But five per cent of people in Britain say the Holocaust didn't happen and a third of Americans say the actual number of Jews killed was two million not six.
It's particularly paradoxical given both countries played a significant part in the war whose conclusion brought the Holocaust to an end. You'd think their citizens might like to know a bit about what their grandparents risked and in many cases lost their lives for.
There is no reason to think the figures would be much different here, where the events are so much further removed and the Jewish population so much less visible. New Zealand-based, online Holocaust denial is out there and not hard to find if you go looking for it.
It's no surprise in light of these figures that a quarter of Europeans also believe Jews have too much influence in business and finance. Everyone knows where that stereotype leads – or they would if they knew how the Holocaust occurred.
The Holocaust is such an extreme, horrifying event that some might argue it's not necessary to inflict the burden of knowing about it onto young people. But it was hardly a one-off anomaly in human history, which shows attempts to obliterate nations from the face of the Earth going back to biblical times, when Samuel ordered the destruction of the people of Amalek. And Rwanda in 1994 shows the instinct is still alive.

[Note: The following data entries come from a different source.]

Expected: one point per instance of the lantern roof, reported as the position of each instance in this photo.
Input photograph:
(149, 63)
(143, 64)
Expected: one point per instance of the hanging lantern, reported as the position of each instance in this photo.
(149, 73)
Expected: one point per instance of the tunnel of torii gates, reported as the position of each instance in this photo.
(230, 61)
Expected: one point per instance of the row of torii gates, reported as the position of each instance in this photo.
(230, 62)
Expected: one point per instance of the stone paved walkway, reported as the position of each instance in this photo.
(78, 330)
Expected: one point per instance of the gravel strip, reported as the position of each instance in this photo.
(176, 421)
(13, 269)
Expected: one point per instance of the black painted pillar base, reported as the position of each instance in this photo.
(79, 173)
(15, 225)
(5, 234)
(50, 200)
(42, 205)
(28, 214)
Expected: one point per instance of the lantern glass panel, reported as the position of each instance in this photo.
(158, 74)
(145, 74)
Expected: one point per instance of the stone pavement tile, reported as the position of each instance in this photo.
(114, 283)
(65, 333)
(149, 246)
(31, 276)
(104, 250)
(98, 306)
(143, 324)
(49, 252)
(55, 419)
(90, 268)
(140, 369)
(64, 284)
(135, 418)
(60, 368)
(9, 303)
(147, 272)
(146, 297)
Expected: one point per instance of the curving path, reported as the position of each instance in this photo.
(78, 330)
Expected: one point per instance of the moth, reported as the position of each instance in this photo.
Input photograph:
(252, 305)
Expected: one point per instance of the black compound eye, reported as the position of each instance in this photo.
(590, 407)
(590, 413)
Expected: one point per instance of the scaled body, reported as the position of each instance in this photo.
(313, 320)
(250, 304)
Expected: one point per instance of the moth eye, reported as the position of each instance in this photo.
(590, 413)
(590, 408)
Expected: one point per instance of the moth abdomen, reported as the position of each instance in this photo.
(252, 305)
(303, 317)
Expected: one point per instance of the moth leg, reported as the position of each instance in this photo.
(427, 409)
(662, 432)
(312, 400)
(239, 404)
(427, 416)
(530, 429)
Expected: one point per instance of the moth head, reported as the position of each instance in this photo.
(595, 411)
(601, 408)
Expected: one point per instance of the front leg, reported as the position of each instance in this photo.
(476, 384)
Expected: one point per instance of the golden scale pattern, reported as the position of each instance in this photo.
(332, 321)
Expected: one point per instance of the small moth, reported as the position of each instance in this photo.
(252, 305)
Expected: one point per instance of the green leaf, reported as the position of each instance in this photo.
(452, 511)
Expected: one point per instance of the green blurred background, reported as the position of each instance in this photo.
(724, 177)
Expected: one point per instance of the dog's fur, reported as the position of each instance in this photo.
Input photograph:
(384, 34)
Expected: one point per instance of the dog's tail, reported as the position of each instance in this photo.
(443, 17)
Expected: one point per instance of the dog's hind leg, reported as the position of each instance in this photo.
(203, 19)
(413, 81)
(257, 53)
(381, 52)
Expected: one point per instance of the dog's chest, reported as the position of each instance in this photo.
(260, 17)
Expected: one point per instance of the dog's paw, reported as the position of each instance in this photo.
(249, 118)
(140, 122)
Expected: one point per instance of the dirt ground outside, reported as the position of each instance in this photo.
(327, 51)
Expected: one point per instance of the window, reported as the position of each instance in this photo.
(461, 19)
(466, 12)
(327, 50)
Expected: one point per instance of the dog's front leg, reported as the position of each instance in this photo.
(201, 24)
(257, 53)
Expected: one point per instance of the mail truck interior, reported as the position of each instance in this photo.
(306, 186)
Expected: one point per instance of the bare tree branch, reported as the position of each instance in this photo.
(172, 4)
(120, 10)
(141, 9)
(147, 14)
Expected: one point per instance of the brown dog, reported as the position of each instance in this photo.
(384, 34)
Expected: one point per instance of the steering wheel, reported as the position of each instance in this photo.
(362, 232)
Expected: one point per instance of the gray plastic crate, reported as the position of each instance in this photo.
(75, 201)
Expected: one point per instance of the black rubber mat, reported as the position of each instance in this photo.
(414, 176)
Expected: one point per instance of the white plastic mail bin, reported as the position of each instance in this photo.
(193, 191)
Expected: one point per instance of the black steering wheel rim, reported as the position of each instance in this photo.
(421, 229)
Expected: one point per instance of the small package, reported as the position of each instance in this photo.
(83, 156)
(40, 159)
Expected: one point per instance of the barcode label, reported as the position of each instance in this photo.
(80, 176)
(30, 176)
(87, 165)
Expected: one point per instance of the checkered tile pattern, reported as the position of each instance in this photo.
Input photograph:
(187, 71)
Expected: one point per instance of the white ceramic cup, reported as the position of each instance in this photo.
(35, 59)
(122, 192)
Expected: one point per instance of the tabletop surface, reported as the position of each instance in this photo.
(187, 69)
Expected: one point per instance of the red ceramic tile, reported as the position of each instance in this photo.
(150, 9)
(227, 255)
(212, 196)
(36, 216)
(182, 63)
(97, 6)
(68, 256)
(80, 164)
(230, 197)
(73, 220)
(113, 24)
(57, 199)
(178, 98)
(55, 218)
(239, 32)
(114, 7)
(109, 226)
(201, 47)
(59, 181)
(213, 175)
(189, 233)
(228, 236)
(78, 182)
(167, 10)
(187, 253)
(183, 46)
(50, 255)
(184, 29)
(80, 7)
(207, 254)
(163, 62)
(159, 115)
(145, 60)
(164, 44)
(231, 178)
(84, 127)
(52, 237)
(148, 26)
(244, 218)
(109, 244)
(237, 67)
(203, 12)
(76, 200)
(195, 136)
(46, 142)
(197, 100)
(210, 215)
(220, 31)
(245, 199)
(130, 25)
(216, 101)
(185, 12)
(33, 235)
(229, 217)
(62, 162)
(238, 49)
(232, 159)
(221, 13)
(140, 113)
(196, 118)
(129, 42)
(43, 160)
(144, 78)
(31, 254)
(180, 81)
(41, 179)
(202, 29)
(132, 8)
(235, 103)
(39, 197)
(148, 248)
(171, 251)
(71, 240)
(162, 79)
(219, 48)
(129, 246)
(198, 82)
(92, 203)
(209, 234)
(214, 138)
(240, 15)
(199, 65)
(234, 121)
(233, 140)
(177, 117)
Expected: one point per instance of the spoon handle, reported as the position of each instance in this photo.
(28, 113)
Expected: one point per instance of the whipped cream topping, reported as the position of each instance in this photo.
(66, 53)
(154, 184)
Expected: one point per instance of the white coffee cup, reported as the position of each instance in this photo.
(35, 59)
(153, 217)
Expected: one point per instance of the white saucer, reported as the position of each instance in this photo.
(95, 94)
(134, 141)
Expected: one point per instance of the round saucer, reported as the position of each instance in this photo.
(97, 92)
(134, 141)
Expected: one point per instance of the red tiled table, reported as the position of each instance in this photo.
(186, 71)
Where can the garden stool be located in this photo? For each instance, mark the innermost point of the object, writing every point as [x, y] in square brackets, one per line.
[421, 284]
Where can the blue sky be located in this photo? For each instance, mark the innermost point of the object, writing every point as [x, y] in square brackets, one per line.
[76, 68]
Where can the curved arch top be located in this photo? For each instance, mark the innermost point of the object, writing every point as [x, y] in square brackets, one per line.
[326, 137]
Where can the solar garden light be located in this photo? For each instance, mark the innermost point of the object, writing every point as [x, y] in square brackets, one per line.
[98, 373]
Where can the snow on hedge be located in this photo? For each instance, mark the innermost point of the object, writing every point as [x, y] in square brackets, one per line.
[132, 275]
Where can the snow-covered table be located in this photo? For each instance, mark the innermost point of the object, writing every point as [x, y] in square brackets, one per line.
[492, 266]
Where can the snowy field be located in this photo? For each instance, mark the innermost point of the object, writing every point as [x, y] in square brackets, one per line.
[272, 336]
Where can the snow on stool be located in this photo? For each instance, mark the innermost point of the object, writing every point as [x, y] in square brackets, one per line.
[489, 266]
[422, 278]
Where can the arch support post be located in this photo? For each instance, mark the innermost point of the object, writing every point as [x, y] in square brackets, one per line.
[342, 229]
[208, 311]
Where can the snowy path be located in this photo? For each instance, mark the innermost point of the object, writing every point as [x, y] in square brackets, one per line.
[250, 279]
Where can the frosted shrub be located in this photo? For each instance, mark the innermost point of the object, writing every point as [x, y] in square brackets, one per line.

But the word itself only came into being relatively recently, coined in 1944 by Polish Jewish lawyer Raphael Lemkin who had been a student of the phenomenon since becoming aware of the Turkish massacres of Armenians after World War I.
It was certainly unprecedented in its scale and devastation, but as Holocaust researcher Harry D Wall sums up: "Holocaust education also serves a broader purpose, since it can provide a historical context to understand and prevent other atrocities. The Holocaust began with words, racial stereotyping and demonisation – and that has also been the prelude to mass violence around the globe."
Nazism taught us how fragile civilised values are – how easily normal, decent people can be turned into functioning psychopaths performing acts their better selves would never have countenanced. It not only begins but flourishes in ignorance.
****
And another thing: Prince Harry has become grumpy and aloof since his marriage according to royal biographer Duncan Larcombe. Prince Phillip must be breathing a sigh of relief that the kid's finally got with the programme.